Outre les Emirats, l'inquiétude des experts concerne surtout l'Iran avec qui Washington est entré en guerre au côté d'Israël fin février, au motif d'empêcher Téhéran de se doter de l'arme atomique. La République islamique nie cette intention tout en défendant son droit au nucléaire civil.

Washington «peut difficilement mettre l'accent sur sa volonté de maintenir une politique de contre-prolifération nucléaire d'un côté et de l'autre, accepter un tel deal avec les Saoudiens», souligne David Khalfa, spécialiste du Moyen-Orient à la Fondation Jean-Jaurès. «L'Arabie saoudite n'est pas censée faire exception» à ce principe, sinon «c'est toute l'architecture de sécurité bâtie depuis 1945 qui s'effondre», ajoute-t-il.

Contrer la Chine

Le rôle de «gendarme américain» en matière de non-prolifération est «en partie sacrifié sur l'autel de la rentabilité et d'une bonne relation saoudo-américaine», renchérit Héloïse Fayet. Pour la chercheuse, «cela apparaît comme une façon pour les Etats-Unis de se faire pardonner» des conséquences dévastatrices de la guerre contre l'Iran qui a mené force représailles contre ses voisins du Golfe, notamment l'Arabie saoudite.

De l'autre côté de l'Atlantique, on va encore plus loin: «Si nous donnons aux Saoudiens des capacités d'enrichissement, nous leur donnons un énorme levier pour obtenir des garanties de sécurité américaines plus tard, en menaçant d'acquérir des armes nucléaires», souligne sur X Rosemary Kelanic, du think tank Defense priorities basé à Washington.

Et de citer d'autres partenaires américains, comme la Corée du Sud et l'Allemagne de l'Ouest, qui ont obtenu par le passé «une protection militaire américaine accrue» pour abandonner leurs programmes. Plus largement, l'annonce de cet accord s'inscrit dans une volonté de contrer l'influence du rival chinois dans la région, selon certains experts.
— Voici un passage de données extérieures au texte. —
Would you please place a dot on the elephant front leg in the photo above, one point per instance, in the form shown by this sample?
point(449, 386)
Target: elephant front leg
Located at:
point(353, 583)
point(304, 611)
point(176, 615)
«La crédibilité du parapluie sécuritaire américain s'est affaiblie» depuis la guerre contre l'Iran, et les monarchies du Golfe accélèrent la diversification de leur partenariats, rappelle Trita Parsi, du Quincy Institute. «Washington a dû offrir beaucoup plus pour tenter d'empêcher l'Arabie saoudite de se rapprocher davantage de la Chine, tout en obtenant beaucoup moins en retour».